As others have said:
Resident Evil 4 (best use of the wiimote yet in my mind)
Okami (more or less required)
And if you get Mariokart, I
strongly recommend avoiding trying to use the wheel or wiimote tilting options. It's maddening trying to deal with the motion controls for that game, though the more minor things like shaking the nunchuck to do a trick works pretty well and functions nicely as an especially intuitive extra button.
Kysafen said:
Twilight Princess was like seeing someone take a piss on the treehouse you used to go to and chop it down with an axe with the word "hardcore" inscribed on it because it didn't take itself seriously enough. Read: I fucking hated Twilight Princess. Whimsy? Childlike sense of wonder? The feeling that you're right back in your backyard, swinging a sharpened stick with a tape hilt, that feeling that you got with every [http://en.wikipedia.org/wiki/Oracle_of_Seasons] other [http://www.amazon.com/Classic-NES-Legend-Game-Boy-Advance/dp/B0001ZZNME/ref=sr_1_1?ie=UTF8&qid=1315363215&sr=8-1] Zelda [http://en.wikipedia.org/wiki/The_Legend_of_Zelda:_Ocarina_of_Time] you've [http://en.wikipedia.org/wiki/The_Legend_of_Zelda:_Majora%27s_Mask] played [http://en.wikipedia.org/wiki/The_Legend_of_Zelda:_A_Link_to_the_Past_%26_Four_Swords] beforehand [http://en.wikipedia.org/wiki/The_Legend_of_Zelda:_The_Wind_Waker]? Nope, fuck that shit, all you have now is this new "adult Link" that's supposed to relate most to the people that grew up with Ocarina of Time to symbolize how the fans grew up. Fuck growing up. The world sucks when you're grown up. You have responsibility, your parents went through a nasty divorce, you can never call the house you spent the first sixteen years of your life the home as you once knew it ever again, your best friends have all moved away, and now you're thrown in college trying to find the right balance between a job, study time, and what little time remains for sleep.
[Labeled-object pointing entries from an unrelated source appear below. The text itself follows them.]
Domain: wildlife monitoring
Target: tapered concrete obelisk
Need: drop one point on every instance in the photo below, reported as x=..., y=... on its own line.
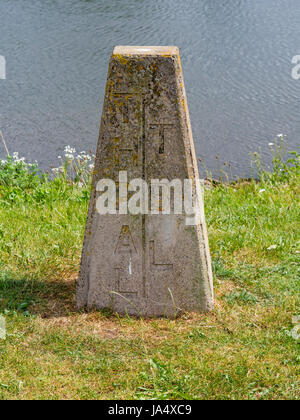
x=145, y=264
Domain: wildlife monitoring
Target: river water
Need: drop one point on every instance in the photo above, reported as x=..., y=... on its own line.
x=236, y=58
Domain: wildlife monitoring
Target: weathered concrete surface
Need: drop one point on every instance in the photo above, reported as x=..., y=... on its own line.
x=151, y=265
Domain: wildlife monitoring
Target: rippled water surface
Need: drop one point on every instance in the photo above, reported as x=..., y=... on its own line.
x=236, y=58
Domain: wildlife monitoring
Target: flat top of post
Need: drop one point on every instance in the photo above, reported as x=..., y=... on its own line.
x=129, y=50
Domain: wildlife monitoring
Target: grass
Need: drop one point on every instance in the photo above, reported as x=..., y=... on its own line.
x=242, y=350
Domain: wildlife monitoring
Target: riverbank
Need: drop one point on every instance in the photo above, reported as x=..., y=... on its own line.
x=244, y=349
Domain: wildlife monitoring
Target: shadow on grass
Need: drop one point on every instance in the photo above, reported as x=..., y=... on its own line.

This may be reading too much into it, but this sounds like you heard that was the intention and just decided to dislike it.
...go back and play Majora's Mask. Seriously, that game was
absurdly dark. It has more of a fairy-tale vibe to it maybe, but definitely conforms more to the this-is-so-not-for-children sort of fairy tale than Twilight Princess ever manages.
Hell, Ocarina of Time involved ruined cities filled with undead (err, redead - whatever that means). Not exactly whimsical. And that's without even mentioning the unbelievably creepy shit involved in the bottom of the well. Or wallmasters, or any number of other very, very dark, very not-whimsical parts of the game. In all honesty, I don't think there's very much whimsy
at all once you get through the first three kid dungeons (a couple of hours into the game).
And Twilight Princess had plenty of whimsy. The art style was far from entirely realistic and the game has everything from ridiculous-looking yetis to infant shopkeepers to anthropomorphic animals (...furry Link...) to helpful monkeys to an entire area of weird little bird creatures in the sky that you reach by firing yourself out of a canon.
I think more than anything else the divergences introduced by Twilight Princess are (a) an actual persistent narrative and (b) a larger world with less sudden transitions.
The storyline of most Zelda games (those that have much of a storyline at all) is all about a central problem set up at the beginning and then a bunch of area-specific issues that somehow culminate in the resolution of that problem. Twilight Princess had actual narrative - things happened to characters throughout the game, they moved, and they interacted with the story repeatedly. The bad guys didn't just show up, create a problem, and then leave/sit around in places waiting for you to get there - they came and kidnapped people and generally made problems for you repeatedly. Another aspect of this is the fact that the world had backstory that was relevant to the current story beyond "oh, there was a prophecy or something".
And the larger world does a lot to create this different feeling too. In other 3D Zelda games, you have a bunch of vaguely elemental, relatively small areas with very sharp borders. The world of Twilight Princess feels more organic with large overworld areas (actually used for something other than adding walking time between places might I add). And the plot actually connects these places together and to the overarching storyline rather than simply sending you to them to retrieve a set of MacGuffins you've been told you need to progress (though those are usually still there too - this being a Zelda game after all).
I'll give you that all of these things bring it closer to epic fantasy rather than fairy tale, but some of them are, I think, pretty inevitable responses to the current generation of gaming (actually being able to build large worlds and fit more engaging, continuous storylines into the game). And I thought they did a terrific job of keeping enough fairy tale elements and bits of whimsy to keep things recognisable and uniquely Zelda-ish.